What is the concept of probability in statistics?

Probability is a number between 0 and 1 that describes the chance that a stated event will occur. An event is a specified set of outcomes of a random variable. Mutually exclusive events can occur only one at a time. Exhaustive events cover or contain all possible outcomes.

What are the uses of probability in statistics?

Probability provides information about the likelihood that something will happen. Meteorologists, for instance, use weather patterns to predict the probability of rain. In epidemiology, probability theory is used to understand the relationship between exposures and the risk of health effects.

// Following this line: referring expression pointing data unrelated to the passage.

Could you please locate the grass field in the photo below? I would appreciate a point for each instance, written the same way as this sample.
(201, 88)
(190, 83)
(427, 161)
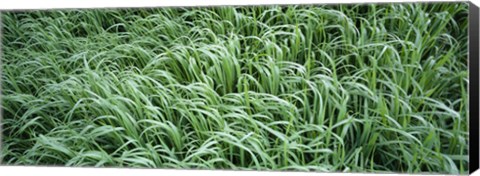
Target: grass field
(350, 88)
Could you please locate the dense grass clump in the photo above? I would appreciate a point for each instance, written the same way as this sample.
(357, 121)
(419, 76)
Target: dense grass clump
(352, 88)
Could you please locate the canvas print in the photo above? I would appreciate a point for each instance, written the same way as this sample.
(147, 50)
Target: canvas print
(322, 88)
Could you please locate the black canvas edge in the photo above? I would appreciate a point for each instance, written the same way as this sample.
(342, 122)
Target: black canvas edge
(473, 59)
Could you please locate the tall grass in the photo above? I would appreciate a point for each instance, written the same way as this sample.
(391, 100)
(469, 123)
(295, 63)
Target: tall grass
(353, 88)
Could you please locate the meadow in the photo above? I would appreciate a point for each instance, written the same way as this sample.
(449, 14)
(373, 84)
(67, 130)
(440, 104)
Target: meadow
(326, 88)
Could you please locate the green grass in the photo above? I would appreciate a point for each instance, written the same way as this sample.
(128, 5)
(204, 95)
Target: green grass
(353, 88)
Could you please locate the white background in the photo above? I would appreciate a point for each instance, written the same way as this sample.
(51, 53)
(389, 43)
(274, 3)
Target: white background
(51, 4)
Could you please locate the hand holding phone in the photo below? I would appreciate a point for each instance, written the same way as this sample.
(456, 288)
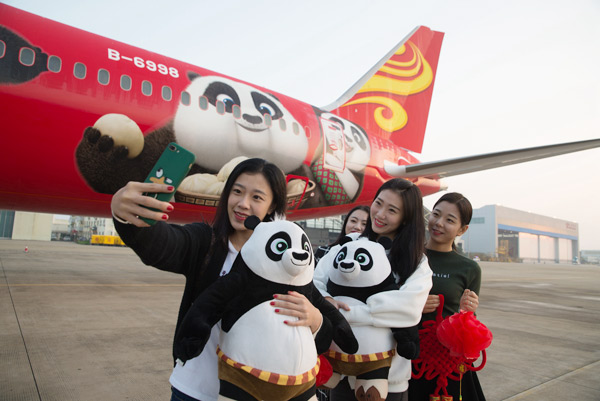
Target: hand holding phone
(170, 169)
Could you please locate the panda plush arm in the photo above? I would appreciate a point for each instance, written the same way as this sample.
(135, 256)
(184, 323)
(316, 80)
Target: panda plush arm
(206, 311)
(400, 308)
(321, 275)
(334, 326)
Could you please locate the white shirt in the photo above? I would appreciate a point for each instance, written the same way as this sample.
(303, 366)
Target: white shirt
(198, 378)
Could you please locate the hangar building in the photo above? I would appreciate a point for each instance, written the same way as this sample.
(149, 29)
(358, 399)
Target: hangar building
(509, 234)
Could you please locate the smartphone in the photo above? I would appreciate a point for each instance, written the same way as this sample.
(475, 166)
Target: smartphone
(171, 168)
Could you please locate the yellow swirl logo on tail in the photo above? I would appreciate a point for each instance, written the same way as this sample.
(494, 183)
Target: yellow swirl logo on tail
(397, 76)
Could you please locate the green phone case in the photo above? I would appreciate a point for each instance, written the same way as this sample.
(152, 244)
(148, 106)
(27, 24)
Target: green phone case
(171, 168)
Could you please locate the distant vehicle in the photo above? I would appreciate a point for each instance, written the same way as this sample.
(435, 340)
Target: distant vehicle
(106, 240)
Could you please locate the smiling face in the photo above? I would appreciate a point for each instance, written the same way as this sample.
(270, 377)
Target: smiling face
(356, 222)
(226, 119)
(444, 226)
(387, 213)
(250, 195)
(280, 251)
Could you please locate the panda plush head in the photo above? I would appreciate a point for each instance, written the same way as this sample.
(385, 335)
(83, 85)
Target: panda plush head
(361, 263)
(278, 251)
(226, 119)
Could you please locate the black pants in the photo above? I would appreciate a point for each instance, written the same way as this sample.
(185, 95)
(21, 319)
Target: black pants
(343, 392)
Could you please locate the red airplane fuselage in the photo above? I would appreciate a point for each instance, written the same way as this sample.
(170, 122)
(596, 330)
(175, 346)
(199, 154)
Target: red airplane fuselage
(56, 81)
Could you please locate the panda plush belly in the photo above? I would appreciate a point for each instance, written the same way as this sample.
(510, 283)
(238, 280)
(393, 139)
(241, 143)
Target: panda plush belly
(370, 339)
(275, 338)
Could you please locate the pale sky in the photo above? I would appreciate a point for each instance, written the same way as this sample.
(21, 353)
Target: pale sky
(511, 74)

Which branch of statistics involves probability?

Inference statistics (statistics branch) are statistical techniques that allow statisticians to utilize data from a sample to conclude, predict the behavior of a given population, and make judgments or decisions. Using descriptive statistics, inference statistics frequently talk in terms of probability.

What are the areas in which statistics is used?

It is applied in marketing, e-commerce, banking, finance, human resource, production, and information technology. In addition, this mathematical discipline has been a prominent part of research and is widely used in data mining, medicine, aerospace, robotics, psychology, and machine learning.